Europe's largest low-cost airline, which makes most of its profit in the summer, said it expected the continued short-haul overcapacity to lead to a weaker – not stronger – fare environment.
"We do not share the recent optimistic outlook of some competitors that Summer 2019 airfares will rise," the Irish airline said.
"In the absence of further EU airline failures, and because of the recent fall in oil prices [which allows loss-making unhedged competitors to survive longer], we expect excess short haul capacity to continue through 2019."
Ryanair said in its profit warning last month that its fares in the second half of its financial year were set to fall by 7 per cent, rather than the 2 per cent previously estimated, reported Reuters. In the third quarter, strong traffic growth of 8 per cent was offset by a 6 per cent decline in average fares while a 26 per cent increase in ancillary revenues to €557m was offset by higher fuel and staff costs.
Also on Monday, Ryanair unveiled plans for an overhaul to create four subsidiaries.
Mirroring a set-up by British Airways and Iberia owner IAG, Ryanair said it planned to have four distinct operations, each with its own chief executive, reported Agence-France Presse. Chief executive Michael O'Leary will head up the overall group, Ryanair said.
Under him will be Ryanair DAC overseeing the Irish operations and there will be also Ryanair UK, Laudamotion for its Austrian business and Ryanair Sun, or the Polish unit.
"Having agreed this group strategy as the best way to grow Ryanair, Sun, Lauda and other possible airline brands, Michael O'Leary has agreed a new five-year contract as group CEO," the carrier said.
The airline added: "Over the next 12 months Ryanair Holdings will move to a group structure not dissimilar to that of IAG.

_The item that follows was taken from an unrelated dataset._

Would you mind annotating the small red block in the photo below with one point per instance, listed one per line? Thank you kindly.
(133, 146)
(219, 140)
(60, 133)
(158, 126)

"A small senior management team will oversee the development of four airline subsidiaries ... [focusing] upon efficient capital allocation, cost reductions, aircraft acquisitions and small scale M&A opportunities," the company said
Chairman David Bonderman, a controversial figure who has occupied the position since 1996, will also stand down next year, according to Ryanair. The change will remove the biggest focus of opposition to the discount giant’s current leadership team, Bloomberg said. Mr Bonderman will be replaced by Stan McCarthy, who will take up the position of deputy chair in April of this year.
Ryanair also reiterated its concerns over Brexit.
"The risk of a 'no-deal' Brexit remains worryingly high. While we hope that common sense will prevail, and lead to either a delay in Brexit, or agreement on the 21 month transition deal currently on the table, we have taken all necessary steps to protect Ryanair's business in a no-deal environment."
Britain accounts for about one-quarter of revenues at Ryanair, causing the airline to warn frequently about potential fallout from the UK's rocky path to exiting the European Union.